Having an external drive for backup is one thing, but there also needs to be a system for ensuring backup copies can be easily restored to their original state with minimal hassle. Lots of users simply dump their files willy nilly making things difficult for themselves (or the technician they task). I'm not one of those.
A simple system for organising personal file helps keep things manageable so even a manual backup is pretty simple. Just copy and paste! Of course, there's no reason to do that when there's backup tools to do all the hard work for you. Especially if you have thousands of files that need tracking. No matter your system for organising files, manual backup doesn't scale to large amounts of files.
So here I have two tools that seem decently simple to use. These are not all there is, neither are they the absolute best tools. I'm sure there's better out there, but for now these are the best I've found. Numerous other tools I've tried are too slow or too much of a resource hog during operation.

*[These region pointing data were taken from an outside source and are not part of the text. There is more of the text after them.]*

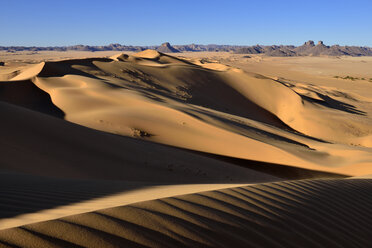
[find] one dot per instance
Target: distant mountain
(167, 48)
(307, 49)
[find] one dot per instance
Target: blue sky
(146, 22)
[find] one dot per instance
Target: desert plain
(192, 149)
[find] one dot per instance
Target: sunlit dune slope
(308, 213)
(207, 107)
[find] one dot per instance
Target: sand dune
(153, 150)
(192, 105)
(326, 213)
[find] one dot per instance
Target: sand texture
(185, 150)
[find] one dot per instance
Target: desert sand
(185, 150)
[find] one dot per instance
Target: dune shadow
(334, 104)
(278, 170)
(22, 193)
(26, 94)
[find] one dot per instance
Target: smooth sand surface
(186, 150)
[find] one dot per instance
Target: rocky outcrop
(167, 48)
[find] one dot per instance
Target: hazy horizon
(148, 23)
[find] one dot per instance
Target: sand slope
(153, 150)
(206, 107)
(308, 213)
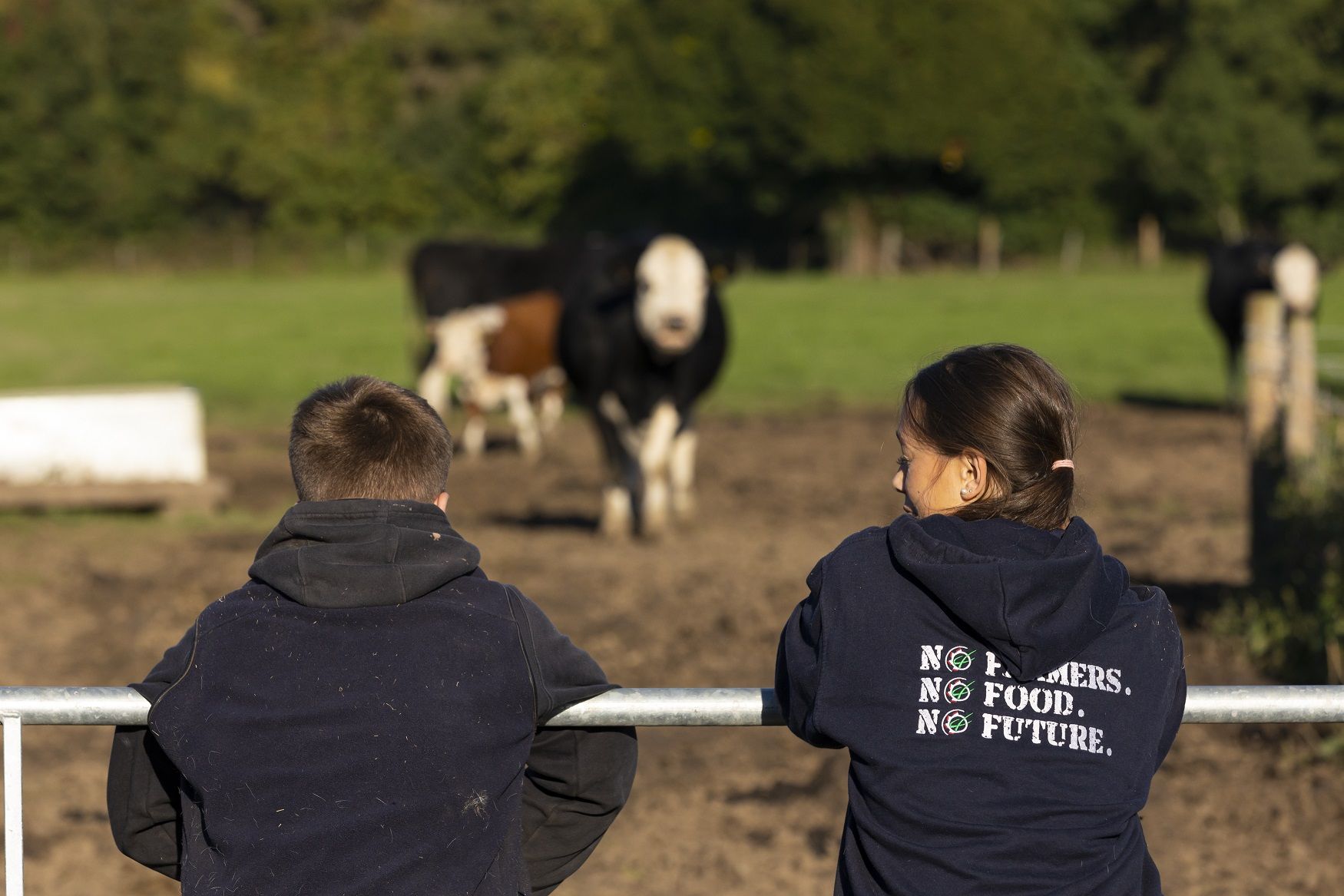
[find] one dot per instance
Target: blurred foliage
(743, 123)
(1292, 617)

Sometimes it's both.
DriveImage XML – For drive imaging purposes DriveImage XML provides a nice balance of speed and utility. Imaging entire partitions are done quickly and it even uses Windows' built-in Volume Shadow Copy service for imaging busy partitions (usually the C: drive). Add in image browsing and individual file extraction features, and you'll soon see just how useful this free tool can be. The only downside is there's no incremental backup feature – at least I didn't find any.
Windows Easy Transfer, or File and Settings Transfer Wizard – For Windows-to-Windows migration of files and settings nothing beats Microsoft's own proprietary tools. Anything from data files (documents, spreadsheets, videos, music, etc) to email settings to program settings can be transferred with a few clicks. Strictly speaking this isn't a backup tool but a user profile migration tool for when you buy a new computer and wish to retain all your old settings without too much hassle.
The downside is that not all programs are supported and – at least for Files and Settings Transfer Wizard – you are required to use the exact version when performing a transfer. For instance, if you backed up using Windows XP SP1's wizard then you need to use the same one to restore. Even when using a newer version of the tool it'll complain and refuse to continue with the restore process. When using Microsoft's proprietary migration tool, it's best to stick to the one that's on the setup disc.